The Republic will invest US$50 million (S$71 million) to attract and develop talent in the field of artificial intelligence (AI), as well as open three new centres of innovation.
The new centres will help small and medium-sized enterprises (SMEs) test new ideas in built environment advanced materials, urban agriculture, and beauty and personal care, said Deputy Prime Minister Heng Swee Keat.
He was speaking at the opening of the Singapore Week of Innovation and Technology (Switch) 2022, which will end on Friday. The event at the Resorts World Convention Centre is organised by Enterprise Singapore.
Mr Heng said there were three barriers to innovation: the manpower crunch, technology moving too fast, and slow progress on sustainability.
Singapore aims to double the number of AI apprenticeships in the next five years, he said, adding that a new National Research Foundation Fellowship for AI will also be created to attract top researchers who can in turn draw in and mentor emerging talent.

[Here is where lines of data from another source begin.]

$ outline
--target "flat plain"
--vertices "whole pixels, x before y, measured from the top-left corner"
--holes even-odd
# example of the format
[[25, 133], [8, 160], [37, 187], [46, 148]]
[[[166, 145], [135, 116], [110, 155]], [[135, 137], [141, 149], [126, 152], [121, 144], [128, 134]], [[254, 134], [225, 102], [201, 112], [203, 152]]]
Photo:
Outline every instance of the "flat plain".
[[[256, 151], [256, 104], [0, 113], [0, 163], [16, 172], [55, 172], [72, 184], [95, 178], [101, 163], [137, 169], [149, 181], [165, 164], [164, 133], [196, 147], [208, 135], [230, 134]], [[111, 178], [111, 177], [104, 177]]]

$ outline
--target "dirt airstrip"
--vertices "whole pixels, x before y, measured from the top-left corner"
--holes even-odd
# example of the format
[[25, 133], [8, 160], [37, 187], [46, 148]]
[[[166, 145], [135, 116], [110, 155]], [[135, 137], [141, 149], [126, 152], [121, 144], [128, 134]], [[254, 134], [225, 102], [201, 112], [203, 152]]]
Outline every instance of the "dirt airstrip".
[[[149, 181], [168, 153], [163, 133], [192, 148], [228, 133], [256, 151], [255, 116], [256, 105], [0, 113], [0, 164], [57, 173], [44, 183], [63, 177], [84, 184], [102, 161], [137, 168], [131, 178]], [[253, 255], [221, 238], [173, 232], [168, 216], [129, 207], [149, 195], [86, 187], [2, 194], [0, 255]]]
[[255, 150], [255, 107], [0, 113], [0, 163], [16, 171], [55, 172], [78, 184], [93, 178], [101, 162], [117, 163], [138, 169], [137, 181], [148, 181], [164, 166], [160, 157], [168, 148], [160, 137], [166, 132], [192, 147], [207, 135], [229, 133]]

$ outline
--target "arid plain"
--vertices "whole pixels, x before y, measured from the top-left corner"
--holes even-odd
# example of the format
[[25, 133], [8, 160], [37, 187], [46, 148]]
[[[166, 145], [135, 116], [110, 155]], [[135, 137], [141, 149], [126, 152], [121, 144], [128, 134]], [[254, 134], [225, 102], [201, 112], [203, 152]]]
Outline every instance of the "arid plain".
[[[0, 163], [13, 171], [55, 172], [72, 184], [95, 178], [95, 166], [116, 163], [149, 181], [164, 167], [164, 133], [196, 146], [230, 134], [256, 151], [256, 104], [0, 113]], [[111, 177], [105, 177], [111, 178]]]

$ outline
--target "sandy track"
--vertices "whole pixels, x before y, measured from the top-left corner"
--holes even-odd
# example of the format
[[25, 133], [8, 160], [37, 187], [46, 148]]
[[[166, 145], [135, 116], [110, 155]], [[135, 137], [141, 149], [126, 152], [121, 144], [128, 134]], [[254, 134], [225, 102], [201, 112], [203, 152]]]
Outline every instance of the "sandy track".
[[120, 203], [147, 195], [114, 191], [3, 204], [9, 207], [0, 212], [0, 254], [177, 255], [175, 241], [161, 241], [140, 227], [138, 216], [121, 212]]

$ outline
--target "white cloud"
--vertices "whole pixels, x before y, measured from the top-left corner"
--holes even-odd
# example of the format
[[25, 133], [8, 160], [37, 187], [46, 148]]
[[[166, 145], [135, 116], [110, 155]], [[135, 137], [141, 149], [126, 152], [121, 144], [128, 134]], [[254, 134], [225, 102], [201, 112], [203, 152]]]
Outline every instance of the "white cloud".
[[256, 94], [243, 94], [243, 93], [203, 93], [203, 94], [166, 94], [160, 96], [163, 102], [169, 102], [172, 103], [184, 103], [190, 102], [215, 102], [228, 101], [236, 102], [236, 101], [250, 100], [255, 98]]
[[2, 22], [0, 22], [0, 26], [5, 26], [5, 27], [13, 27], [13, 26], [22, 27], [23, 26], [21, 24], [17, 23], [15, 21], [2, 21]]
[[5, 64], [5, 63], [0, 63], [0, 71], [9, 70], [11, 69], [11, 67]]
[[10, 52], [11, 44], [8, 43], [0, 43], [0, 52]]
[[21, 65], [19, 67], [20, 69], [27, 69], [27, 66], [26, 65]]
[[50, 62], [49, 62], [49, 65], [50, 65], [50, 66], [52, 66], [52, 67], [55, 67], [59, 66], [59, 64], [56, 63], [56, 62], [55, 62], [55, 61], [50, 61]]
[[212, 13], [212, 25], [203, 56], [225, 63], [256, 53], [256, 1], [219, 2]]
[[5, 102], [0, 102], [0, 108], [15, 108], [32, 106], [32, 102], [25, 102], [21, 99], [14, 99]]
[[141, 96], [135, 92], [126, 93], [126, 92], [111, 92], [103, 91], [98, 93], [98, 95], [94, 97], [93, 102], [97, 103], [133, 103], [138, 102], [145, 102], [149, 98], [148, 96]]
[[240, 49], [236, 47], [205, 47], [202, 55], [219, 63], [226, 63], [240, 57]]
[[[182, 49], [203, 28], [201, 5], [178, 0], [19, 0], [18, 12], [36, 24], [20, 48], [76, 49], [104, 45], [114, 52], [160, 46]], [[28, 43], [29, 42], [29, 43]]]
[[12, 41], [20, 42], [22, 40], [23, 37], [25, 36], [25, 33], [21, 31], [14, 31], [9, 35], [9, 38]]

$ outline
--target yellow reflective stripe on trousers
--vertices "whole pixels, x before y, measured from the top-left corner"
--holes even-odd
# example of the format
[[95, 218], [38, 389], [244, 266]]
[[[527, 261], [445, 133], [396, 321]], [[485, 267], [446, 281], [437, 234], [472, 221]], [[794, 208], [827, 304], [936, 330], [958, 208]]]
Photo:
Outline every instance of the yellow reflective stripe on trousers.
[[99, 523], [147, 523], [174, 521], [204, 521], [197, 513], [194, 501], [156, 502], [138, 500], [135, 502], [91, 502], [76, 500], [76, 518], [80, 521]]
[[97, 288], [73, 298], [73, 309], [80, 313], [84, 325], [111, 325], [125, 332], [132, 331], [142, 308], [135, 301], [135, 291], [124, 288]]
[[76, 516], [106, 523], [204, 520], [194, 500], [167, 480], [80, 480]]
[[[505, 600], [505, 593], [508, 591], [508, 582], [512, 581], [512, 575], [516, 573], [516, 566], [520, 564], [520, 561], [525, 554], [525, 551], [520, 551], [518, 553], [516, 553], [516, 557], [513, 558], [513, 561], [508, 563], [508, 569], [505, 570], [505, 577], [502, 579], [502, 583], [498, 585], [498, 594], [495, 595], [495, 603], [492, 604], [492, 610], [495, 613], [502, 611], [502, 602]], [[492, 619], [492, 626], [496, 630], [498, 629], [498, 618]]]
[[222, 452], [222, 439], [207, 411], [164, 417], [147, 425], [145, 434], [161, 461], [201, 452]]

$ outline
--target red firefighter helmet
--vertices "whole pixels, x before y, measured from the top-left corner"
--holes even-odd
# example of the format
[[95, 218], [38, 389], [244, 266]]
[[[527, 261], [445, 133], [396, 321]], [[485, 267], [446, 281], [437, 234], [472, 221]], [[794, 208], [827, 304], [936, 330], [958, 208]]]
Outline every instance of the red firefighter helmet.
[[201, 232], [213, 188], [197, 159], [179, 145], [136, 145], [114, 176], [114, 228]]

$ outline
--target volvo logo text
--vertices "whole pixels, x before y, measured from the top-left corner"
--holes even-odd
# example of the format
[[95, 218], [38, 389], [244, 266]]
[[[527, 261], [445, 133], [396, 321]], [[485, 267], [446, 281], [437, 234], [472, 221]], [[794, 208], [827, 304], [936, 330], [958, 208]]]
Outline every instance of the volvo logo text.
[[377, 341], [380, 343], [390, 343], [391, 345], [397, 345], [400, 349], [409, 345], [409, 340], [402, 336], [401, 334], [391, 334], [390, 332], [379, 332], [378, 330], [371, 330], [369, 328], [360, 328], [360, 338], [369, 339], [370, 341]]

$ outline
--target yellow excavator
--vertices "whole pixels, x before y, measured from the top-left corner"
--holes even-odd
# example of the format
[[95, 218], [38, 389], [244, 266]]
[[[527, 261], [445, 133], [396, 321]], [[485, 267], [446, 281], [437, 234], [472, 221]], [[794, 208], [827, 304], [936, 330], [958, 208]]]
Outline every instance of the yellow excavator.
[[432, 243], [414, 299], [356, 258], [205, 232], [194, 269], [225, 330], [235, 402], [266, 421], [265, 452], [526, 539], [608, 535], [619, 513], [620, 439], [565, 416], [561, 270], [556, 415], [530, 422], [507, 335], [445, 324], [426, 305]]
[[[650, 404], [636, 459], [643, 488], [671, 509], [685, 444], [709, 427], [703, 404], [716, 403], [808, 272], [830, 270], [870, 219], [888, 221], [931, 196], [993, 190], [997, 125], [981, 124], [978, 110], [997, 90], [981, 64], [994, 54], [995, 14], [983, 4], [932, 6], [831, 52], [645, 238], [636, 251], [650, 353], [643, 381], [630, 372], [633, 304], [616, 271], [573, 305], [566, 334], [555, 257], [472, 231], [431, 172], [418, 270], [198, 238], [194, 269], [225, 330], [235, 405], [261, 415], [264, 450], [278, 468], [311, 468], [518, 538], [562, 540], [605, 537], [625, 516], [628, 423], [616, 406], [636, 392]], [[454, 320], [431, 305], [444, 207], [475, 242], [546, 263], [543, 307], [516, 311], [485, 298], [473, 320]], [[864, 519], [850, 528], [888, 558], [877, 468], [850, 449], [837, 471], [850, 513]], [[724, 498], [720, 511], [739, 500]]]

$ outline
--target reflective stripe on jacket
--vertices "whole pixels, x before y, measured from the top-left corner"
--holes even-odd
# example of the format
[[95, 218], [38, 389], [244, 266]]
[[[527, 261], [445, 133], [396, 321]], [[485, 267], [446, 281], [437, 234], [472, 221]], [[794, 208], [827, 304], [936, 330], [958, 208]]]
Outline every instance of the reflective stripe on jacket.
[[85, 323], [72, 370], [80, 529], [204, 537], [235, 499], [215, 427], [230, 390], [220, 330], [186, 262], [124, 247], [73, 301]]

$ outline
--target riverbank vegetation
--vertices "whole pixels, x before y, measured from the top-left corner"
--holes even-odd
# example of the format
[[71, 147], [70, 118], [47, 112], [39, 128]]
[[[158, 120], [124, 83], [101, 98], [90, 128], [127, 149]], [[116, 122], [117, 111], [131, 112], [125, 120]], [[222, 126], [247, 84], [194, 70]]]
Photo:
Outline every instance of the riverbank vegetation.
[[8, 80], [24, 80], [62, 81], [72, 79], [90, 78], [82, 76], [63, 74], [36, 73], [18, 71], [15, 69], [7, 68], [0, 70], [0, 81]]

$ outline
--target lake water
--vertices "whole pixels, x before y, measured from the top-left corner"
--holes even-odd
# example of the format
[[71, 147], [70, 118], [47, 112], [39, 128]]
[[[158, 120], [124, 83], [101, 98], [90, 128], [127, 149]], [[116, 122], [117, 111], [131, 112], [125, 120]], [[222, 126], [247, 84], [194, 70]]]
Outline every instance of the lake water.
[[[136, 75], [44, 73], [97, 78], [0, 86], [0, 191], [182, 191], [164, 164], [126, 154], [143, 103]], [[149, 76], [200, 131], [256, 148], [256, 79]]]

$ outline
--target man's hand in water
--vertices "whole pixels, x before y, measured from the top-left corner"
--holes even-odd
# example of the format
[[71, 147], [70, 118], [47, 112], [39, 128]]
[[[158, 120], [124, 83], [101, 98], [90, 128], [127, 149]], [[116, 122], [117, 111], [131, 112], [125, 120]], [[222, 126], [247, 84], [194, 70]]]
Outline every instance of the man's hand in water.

DPM Heng called for top talent to set up base in Singapore, at a time when global educational systems are struggling to keep pace with demand for tech talent, especially in the frontier areas of innovation. "The traditional feedback loop for developing new skills -- from industry to academia to curriculum -- and years of full-time learning by students before they graduate, simply cannot cope with the pace of change," he said.
With technology moving quickly, SMEs can find it difficult to keep pace with and access new technology, DPM Heng noted.
Going online has allowed many SMEs to keep their businesses moving during the pandemic, but to thrive, SMEs need to innovate, so they can develop new products and solutions, he added.
DPM Heng also said that sustainability efforts are moving too slowly, with climate change -- and the resultant extreme weather events -- presenting a much more urgent crisis. The current energy crisis has also put a halt to the green recovery from Covid-19, he said.
Singapore is putting sustainability back on track by implementing a carbon tax, and is set to mobilise the financing of the green transition.
Sustainability efforts will also be ramped up by finding innovative solutions for climate problems, such as through the national Sustainability Open Innovation Challenge.
The focus of this year's Sustainability Open Innovation Challenge is making the fashion industry more sustainable, as it is responsible for 10 per cent of annual carbon emissions globally.
Temasek Foundation's The Liveability Challenge is also partnering the Sustainability Open Innovation Challenge. Over US$2 million will be made available to support the development of innovative solutions.
Said DPM Heng: "We can strengthen the global innovation movement by placing greater emphasis on developing human capital to meet talent shortfalls, and by ensuring that tech adoption is more pervasive, benefitting many more people and adding to the green momentum, as we redouble our efforts to tackle the climate crisis."